60-second interview with Rina Goldenberg Lynch

Rina Goldenberg Lynch, 7/6/2019

Rina Goldenberg Lynch is Founder and CEO of Voice At The Table consultancy, London.

What does your firm or organisation do?

Voice At The Table is a gender diversity and inclusion consultancy, set up in 2014. In essence, we make organisations more women-friendly. We do this by developing inclusive teams and leaders.

You will be speaking at the STEP Employer Partnership Programme (EPP) Summer Forum later this month, which is on employee engagement. What will you be covering?

I will be talking about how work culture plays a big part in attracting and retaining women, and how an inclusive workplace enables women to contribute more fully.

How important is employee engagement to the success of an enterprise?

In my experience, an engaged employee will contribute over and above expectations. An engaged employee will deliver not only what the job description requires but also his/her own experiences that lead to creativity, innovation and new business opportunities. Organisations that understand that and are capable of engaging their employees stand to reap the benefits of growth and success.

What would you say is the best way to improve employee engagement? Can this be measured?

In my experience, the best way to improve employee engagement is very simply by respecting the full individual and allowing them to bring their whole self to work. This requires incredible flexibility and understanding, so businesses that are less structured and hierarchical can typically adapt quicker. How easy or difficult it is to bring your whole self to work can be easily measured through surveys and focus groups.

Can you give any examples?

One European automotive company in the UK decided to do away with formal attire at the office, allowing people to dress casually and express themselves more through their dress sense. By doing this, the company allowed its employees to decide for themselves what is suitable attire for the office. This led to a more relaxed environment, where people were more willing to share their views and ideas about everything from the office surroundings to marketing trends from other sectors that would previously have not been considered. This was such a successful change that the company introduced it in its HQ in Germany.

Where do people go wrong?

In my experience, it is easy for people to tell others how to behave and hold themselves to a different standard. If we want to create a fully-inclusive workplace, we need to lead by example. Admitting that we don’t know how to do it, and that we are all going to learn together takes a lot of courage and earns a lot of respect. Inclusive environments don’t succeed where leadership sends mixed messages by saying one thing and doing another.

What external resources are there for employers?

I’ve listed a number of resources on my website.

How did you get interested in the subject, and how do you see it developing?

I experienced artificial barriers to my own success when I was part of a big company. No matter how hard I tried, I couldn’t progress, while my male peers appeared to have no trouble at all. I’d hit the proverbial glass ceiling.

I realised that one factor was my own lack of belief in myself, and another was the invisible double standard that applies to women in organisations. Women are measured by criteria developed by men for men, including speaking assertively, being direct, and showing initiative - but then judged as abrasive. The implication is that they don’t have the capabilities that accompany their show of confidence.
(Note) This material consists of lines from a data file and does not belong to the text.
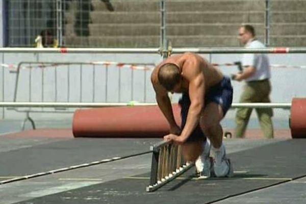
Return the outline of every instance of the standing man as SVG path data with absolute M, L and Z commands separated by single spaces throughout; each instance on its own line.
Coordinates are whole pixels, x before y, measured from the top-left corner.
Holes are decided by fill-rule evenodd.
M 246 48 L 265 47 L 264 44 L 255 38 L 255 31 L 252 26 L 247 24 L 240 27 L 239 37 Z M 244 68 L 243 71 L 233 76 L 234 80 L 245 81 L 240 102 L 270 103 L 271 73 L 268 56 L 263 54 L 244 54 L 242 64 Z M 247 108 L 237 110 L 236 116 L 237 137 L 244 137 L 252 110 Z M 256 110 L 265 138 L 273 138 L 272 109 L 258 108 Z
M 166 141 L 181 144 L 187 161 L 194 162 L 200 175 L 230 176 L 233 168 L 222 143 L 221 120 L 231 107 L 231 80 L 199 55 L 185 53 L 171 56 L 157 66 L 151 81 L 158 106 L 170 125 Z M 182 93 L 182 125 L 176 123 L 168 92 Z M 209 159 L 211 148 L 213 164 Z

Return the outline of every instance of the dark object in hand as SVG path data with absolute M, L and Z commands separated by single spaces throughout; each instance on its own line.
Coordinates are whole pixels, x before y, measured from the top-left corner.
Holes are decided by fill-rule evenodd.
M 242 65 L 241 64 L 241 62 L 234 62 L 234 64 L 237 66 L 239 71 L 242 71 Z

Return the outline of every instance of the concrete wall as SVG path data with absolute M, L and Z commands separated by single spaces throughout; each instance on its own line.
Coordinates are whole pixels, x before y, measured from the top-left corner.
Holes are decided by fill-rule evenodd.
M 239 60 L 241 56 L 236 54 L 230 55 L 202 55 L 213 63 L 224 64 L 233 63 Z M 47 61 L 47 62 L 93 62 L 114 61 L 122 63 L 145 63 L 157 64 L 162 59 L 158 55 L 149 54 L 8 54 L 0 56 L 2 63 L 7 64 L 17 65 L 22 61 Z M 287 65 L 304 65 L 303 54 L 281 54 L 270 55 L 272 64 Z M 222 71 L 226 75 L 230 75 L 236 72 L 235 67 L 223 66 L 220 67 Z M 59 66 L 57 68 L 56 74 L 58 88 L 57 89 L 57 100 L 76 102 L 82 101 L 90 102 L 93 101 L 93 68 L 91 66 L 71 65 L 69 67 L 69 79 L 70 88 L 68 90 L 67 72 L 66 66 Z M 81 70 L 82 69 L 82 70 Z M 44 101 L 53 101 L 56 99 L 55 83 L 56 81 L 54 67 L 43 69 L 43 100 Z M 106 68 L 102 66 L 95 68 L 94 75 L 95 91 L 94 101 L 96 102 L 129 102 L 137 100 L 140 102 L 155 102 L 155 95 L 150 82 L 150 71 L 132 71 L 129 68 L 119 69 L 115 66 L 108 68 L 107 77 L 107 98 L 106 98 Z M 120 70 L 120 71 L 119 71 Z M 31 99 L 33 101 L 40 101 L 42 96 L 41 89 L 42 69 L 33 69 L 31 71 L 31 93 L 30 94 L 29 81 L 30 75 L 29 69 L 21 70 L 17 92 L 17 101 L 27 101 Z M 120 85 L 119 85 L 119 71 Z M 133 74 L 132 74 L 133 72 Z M 82 74 L 81 73 L 82 73 Z M 305 75 L 306 69 L 273 68 L 272 68 L 272 92 L 271 100 L 273 103 L 290 103 L 292 97 L 306 97 L 306 84 Z M 133 74 L 133 75 L 132 75 Z M 80 79 L 82 78 L 82 86 Z M 8 68 L 0 70 L 0 100 L 6 101 L 13 101 L 16 73 L 10 72 Z M 234 88 L 234 103 L 237 103 L 243 86 L 243 83 L 233 82 Z M 133 87 L 133 88 L 132 88 Z M 120 94 L 119 92 L 120 91 Z M 81 96 L 82 95 L 82 96 Z M 120 96 L 119 96 L 120 95 Z M 133 96 L 132 96 L 133 95 Z M 175 95 L 173 101 L 176 101 L 180 97 Z M 33 110 L 41 110 L 34 109 Z M 69 111 L 73 111 L 70 109 Z M 54 111 L 52 109 L 44 109 L 44 111 Z M 253 113 L 252 117 L 255 118 Z M 283 110 L 275 110 L 274 119 L 280 119 L 287 121 L 289 112 Z M 1 117 L 6 119 L 22 119 L 24 113 L 18 113 L 13 110 L 2 109 L 0 112 Z M 235 111 L 228 112 L 226 118 L 230 119 L 234 117 Z M 34 113 L 31 115 L 35 119 L 71 119 L 72 113 Z

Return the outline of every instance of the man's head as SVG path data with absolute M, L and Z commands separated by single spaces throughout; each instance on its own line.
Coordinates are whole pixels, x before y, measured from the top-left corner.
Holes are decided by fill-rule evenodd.
M 175 92 L 181 88 L 182 74 L 178 67 L 174 64 L 166 63 L 158 72 L 158 81 L 168 91 Z
M 243 44 L 246 44 L 250 39 L 255 37 L 255 30 L 251 25 L 244 25 L 239 29 L 239 40 Z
Once I became aware of these artificial barriers, I became passionate about enabling women to break through them, initially by mentoring women and by creating awareness. If we are able to measure women by output rather than working style and preference, businesses and women will both benefit: businesses because they will enable women to give their best contribution; women because they will be motivated to give more.

My hope is that that more companies will stop looking at diversity and inclusion as a solution to a problem, and see it more as an opportunity to grow and thrive.

Which social media channels do you use and why?

I’m on LinkedIn – I like this platform as it is brings together professionals on various topics. I use Twitter @voiceatthetable and @rinagoldenlynch mainly to keep up with what’s happening and to spread my own news and opinions.

Rina Goldenberg Lynch is Founder and CEO of Voice At The Table, a gender diversity and inclusion consultancy that helps organisations develop work cultures that are based on respect and appreciation for individual differences. Prior to that, Rina worked as a banking lawyer, having started her legal career in Washington DC.